И прямо – к Шапошникову.
У царского преступника сильно живот болел, – не в меру наелся он хваченной инеем калины, – лежал он животом на горячей печке, и сердце его тоже ныло. Ну вот ноет и ноет сердце. Что же это – предчувствие, что ли, какое темное или совесть свой голос подает, жуткую судьбу пророчит? Совесть, совесть, и зачем ты... Чушь, враки!
А вот что, надо хорошую порцию касторки проглотить да как следует винишка выпить...
– Здравствуй, Красная моя шапочка, а я к тебе... Слыхал про телеграмму, про стафет? Утешь.
Поглядел он с печки на истомившееся Анфисино лицо, на ее трепетные, опечаленные руки.
– Как же утешить вас, Анфиса Петровна?.. Чтоб утешить, надо сначала ваши нервы укрепить.
Чуть ухмыльнулась Анфиса, посмотрела с жалостной тоской в глаза, в наморщенный многодумный лоб его, проговорила:
– Обнадежь, скажи, что еще не все пропало, что свадьбы не будет... А то... Слышишь, Шапкин? К старику уйду, погублю душу. Уж я решила.
Покарабкался проворно с печки политик; на его лице, в глазах едва переносимая боль – Анфиса возрадовалась душой: ангел Божий, а не человек этот самый Шапкин, состраждет горю ее. Еще больше исказилось лицо политика: ну, прямо невтерпеж.
И, взявшись за скобку двери и весь съежившись, он убитым голосом сказал:
– Не ходите к старику. Зачем вам старик? Царствуйте одна.
– Как царствовать? Чем жить?! Когда сердце пусто...
– Трудом, – подавленно проговорил политик, вобрав под ребра заурчавший свой живот.
– Эх, трудом!.. Я тебе говорила, Шапка, помнишь – вечером? – что зверь во мне. Жадный зверь, проклятый зверь. Ему все подавай как есть.
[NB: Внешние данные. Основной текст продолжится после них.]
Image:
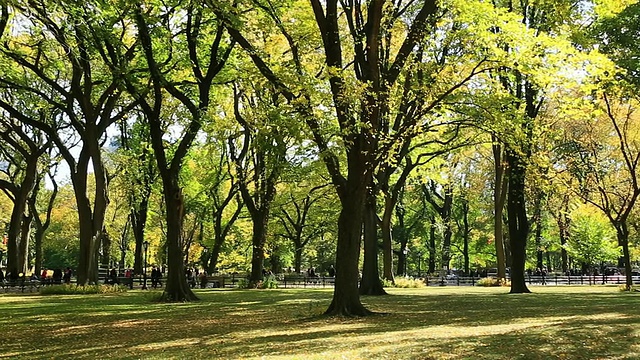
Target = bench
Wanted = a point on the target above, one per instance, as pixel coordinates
(213, 282)
(21, 284)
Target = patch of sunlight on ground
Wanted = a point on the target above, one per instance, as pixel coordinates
(167, 344)
(332, 328)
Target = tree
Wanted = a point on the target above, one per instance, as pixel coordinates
(360, 72)
(592, 241)
(610, 181)
(191, 73)
(56, 55)
(22, 153)
(297, 222)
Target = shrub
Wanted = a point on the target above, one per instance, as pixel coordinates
(243, 283)
(68, 289)
(269, 282)
(386, 283)
(493, 282)
(624, 287)
(408, 282)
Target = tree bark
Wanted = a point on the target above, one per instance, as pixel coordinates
(387, 238)
(432, 246)
(518, 222)
(346, 297)
(177, 288)
(499, 198)
(258, 240)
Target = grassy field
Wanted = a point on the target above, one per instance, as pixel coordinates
(432, 323)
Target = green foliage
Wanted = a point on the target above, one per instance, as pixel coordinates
(488, 282)
(404, 282)
(268, 282)
(81, 290)
(592, 239)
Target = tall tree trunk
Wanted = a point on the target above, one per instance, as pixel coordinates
(564, 225)
(622, 233)
(371, 284)
(105, 245)
(177, 288)
(518, 222)
(23, 246)
(258, 240)
(387, 238)
(537, 220)
(499, 198)
(346, 297)
(138, 224)
(432, 245)
(297, 259)
(446, 245)
(466, 231)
Нет, Красная шапочка, конченый я человек... Шабаш!
– Извините, я сейчас... – И политик стремительно выбежал за дверь.
– А не бывать Прохору женатым! – вдогонку крикнула, топнула Анфиса.
А Петр Данилыч пьет и пьет: червяк в брюхе завелся, этакий большущий червячище с пунцовой мордой: давай вина!
Прохор в Москве в театры, в музеи ходит. И когда, по настоянию Нины, прикладывался он к мощам угодников Христовых в Успенском древнем соборе, вдруг ему Анфиса вспомнилась; ну вот вспомнилась и вспомнилась, неожиданно как-то, вдруг. И весь день стояла перед его глазами, а спать лег – во сне явилась, нахальная. Ничего не сказал Прохор Нине, только его думы немножко вперебой пошли: покачнулась в нем, в Прохоре, любовь к невесте, и захотелось ему отправить дражайшей Анфисе Петровне любовное письмо.
Письмо – письмом, а сердце – сердцем. Потянуло сердце туда, к ней, в темную тайгу. Зачем? – не знает. Может, убить Анфису, может, слиться с ней во едину жизнь надолго, навсегда.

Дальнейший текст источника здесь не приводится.